Aug 20, 2021 at 09:40 am by robmtchl

Many U.S. hospitals provide charity care to financially disadvantaged patients without the expectation of getting paid for their services. Nonprofit hospitals receive a sizable tax exemption — estimated at almost $25 billion in 2015 and likely much larger now — that is largely intended to subsidize the costs of this charity care.

But the relationship between providing charity care and obtaining a tax exemption is far from direct, and many nonprofit hospitals do not provide enough charity care to justify their exemptions. Many even have wholly owned internal collection agencies.

Do for-profit hospitals do more charity care than tax-exempt hospitals?

A study published in Health Affairs used Medicare cost reports from 2018 to study hospitals’ charity care. For every $100 in total spending, nonprofit hospitals provided $2.30 in charity care, while for-profit hospitals provided $3.80More than one-third of nonprofit hospitals (36%) provided less than $1 of charity care for every $100 in total expenses

In Tennessee, tax-exempt hospitals are routinely granted exemptions from local property taxes by the State Board of Equalization.
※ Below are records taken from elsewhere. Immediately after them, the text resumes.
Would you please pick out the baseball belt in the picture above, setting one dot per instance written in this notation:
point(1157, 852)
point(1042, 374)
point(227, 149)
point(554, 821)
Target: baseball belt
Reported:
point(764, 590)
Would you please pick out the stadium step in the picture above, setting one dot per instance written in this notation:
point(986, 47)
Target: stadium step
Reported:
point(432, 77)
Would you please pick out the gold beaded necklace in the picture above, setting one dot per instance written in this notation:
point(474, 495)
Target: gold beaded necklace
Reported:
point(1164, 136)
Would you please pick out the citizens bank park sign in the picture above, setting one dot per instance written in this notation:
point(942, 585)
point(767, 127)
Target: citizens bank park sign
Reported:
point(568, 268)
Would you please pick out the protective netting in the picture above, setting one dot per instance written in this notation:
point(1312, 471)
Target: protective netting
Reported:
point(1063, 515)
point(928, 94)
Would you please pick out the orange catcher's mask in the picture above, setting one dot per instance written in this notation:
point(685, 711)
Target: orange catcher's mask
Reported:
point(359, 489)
This removes millions of dollars which could be used to support local schools, infrastructure projects and public safety. What’s more disturbing is this is done without the tax-exempt organization being required to provide any proof to the State Board of Equalization, or local assessor, that those exemptions are appropriate.

Other state require some level of “means testing” to demonstrate the exemptions being granted are no greater than the “chartable services” which are being provided. (The real cost to provide the care minus the overhead and mark-up.) Perhaps it’s time Tennessee address this? Many of these tax exemptions are carried over from antiquated 18th, 19th and early 20th century social /political constructs and are not relevant nor equitable for the 21st century.

When the state laws exempting not-for-profit hospitals from taxation were drafted decades ago, most not-for-profit hospitals were charitable alms houses providing free basic medical treatment to the infirm poor. Today, hospitals have become sophisticated medical centers, providing a variety of medical and related services.

Jesus never charged to heal a person or perform a miracle. He surely never had his disciples act as collection agents! Why should tax-exempt hospitals enjoy an advantage not afforded other for-profit businesses that pay their fair share? I’d love to hear what you think.